Ekmeğini suya at, Çünkü günler sonra onu bulursun.
2 Reparte com sete, e ainda até com oito, porque não sabes que mal haverá sobre a terra.
Yedi, hatta sekiz kişiye pay ver, Çünkü ülkenin başına ne felaket geleceğini bilemezsin.
3 Estando as nuvens cheias, vazam a chuva sobre a terra, e caindo a arvore para o sul, ou para o norte, no logar em que a arvore cair ali ficará.
Bulutlar su yüklüyse, Yeryüzüne döker yağmurlarını. Ağaç ister güneye ister kuzeye devrilsin, Devrildiği yerde kalır.
4 Quem observa o vento, nunca semeará, e o que olha para as nuvens nunca segará.
Rüzgarı gözeten ekmez, Bulutlara bakan biçmez.
5 Assim como tu não sabes qual o caminho do vento, nem como se formam os ossos no ventre da mulher gravida, assim tu não sabes as obras de Deus, que faz todas as coisas.
Ana rahmindeki çocuğun nasıl ruh ve beden aldığını bilmediğin gibi, Her şeyi yaratan Tanrı'nın yaptıklarını da bilemezsin.
6 Pela manhã semeia a tua semente, e á tarde não retires a tua mão, porque tu não sabes qual será recto, se isto, se aquillo, ou se ambas estas coisas egualmente serão boas.
Tohumunu sabah ek, Akşam da elin boş durmasın.
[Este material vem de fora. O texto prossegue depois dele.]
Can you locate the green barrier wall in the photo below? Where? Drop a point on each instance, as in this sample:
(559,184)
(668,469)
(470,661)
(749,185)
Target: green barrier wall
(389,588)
Çünkü bu mu iyi, şu mu, Yoksa ikisi de aynı sonucu mu verecek, bilemezsin.
7 Devéras suave é a luz, e agradavel é aos olhos ver o sol.
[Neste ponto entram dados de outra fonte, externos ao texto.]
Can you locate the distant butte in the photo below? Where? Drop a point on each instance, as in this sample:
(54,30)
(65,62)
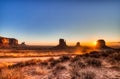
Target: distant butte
(8,42)
(101,44)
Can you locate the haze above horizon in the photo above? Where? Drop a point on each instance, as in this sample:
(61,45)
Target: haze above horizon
(44,22)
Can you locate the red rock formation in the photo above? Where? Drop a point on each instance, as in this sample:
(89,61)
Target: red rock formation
(5,42)
(13,42)
(77,44)
(101,44)
(61,45)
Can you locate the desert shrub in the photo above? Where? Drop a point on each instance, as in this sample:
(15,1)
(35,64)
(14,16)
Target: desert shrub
(87,75)
(93,62)
(86,55)
(76,74)
(115,56)
(26,63)
(77,64)
(117,68)
(44,63)
(11,74)
(53,63)
(64,58)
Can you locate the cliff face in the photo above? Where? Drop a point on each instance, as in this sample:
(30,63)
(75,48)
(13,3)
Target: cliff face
(101,44)
(8,41)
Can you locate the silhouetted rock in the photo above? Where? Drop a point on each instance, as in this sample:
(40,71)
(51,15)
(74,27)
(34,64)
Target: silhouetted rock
(6,42)
(62,44)
(101,44)
(13,42)
(23,44)
(77,44)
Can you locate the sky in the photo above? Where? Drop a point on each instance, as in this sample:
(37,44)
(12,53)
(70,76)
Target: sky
(39,22)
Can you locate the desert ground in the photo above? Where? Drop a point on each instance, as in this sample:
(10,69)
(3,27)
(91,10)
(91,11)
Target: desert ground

Işık tatlıdır, Güneşi görmek güzeldir.
8 Porém se o homem viver muitos annos, e em todos elles se alegrar, tambem se deve lembrar dos dias das trevas, porque hão de ser muitos, e tudo quanto succedeu é vaidade.
Evet, insan uzun yıllar yaşarsa, Sevinçle yaşasın. Ama karanlık günleri unutmasın, Çünkü onlar da az değil. Gelecek her şey boştur.
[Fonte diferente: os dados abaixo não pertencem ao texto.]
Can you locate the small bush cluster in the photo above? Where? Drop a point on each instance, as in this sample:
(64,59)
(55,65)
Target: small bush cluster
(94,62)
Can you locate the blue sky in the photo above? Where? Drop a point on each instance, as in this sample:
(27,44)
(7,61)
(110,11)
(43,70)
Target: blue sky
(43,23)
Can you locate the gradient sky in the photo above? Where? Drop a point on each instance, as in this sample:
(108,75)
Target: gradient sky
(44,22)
9 Alegra-te, mancebo, na tua mocidade, e recreie-se o teu coração nos dias da tua mocidade, e anda pelos caminhos do teu coração, e pela vista dos teus olhos: sabe, porém, que por todas estas coisas te trará Deus a juizo
Ey delikanlı, gençliğinle sevin, Bırak gençlik günlerinde yüreğin sevinç duysun. Gönlünün isteklerini, gözünün gördüklerini izle, Ama bil ki, bütün bunlar için Tanrı seni yargılayacaktır.
10 Afasta pois a ira do teu coração, e remove da tua carne o mal, porque a adolescencia e a juventude são vaidade.
Öyleyse at tasayı yüreğinden, Uzaklaştır derdi bedeninden. Çünkü gençlik de dinçlik de boştur.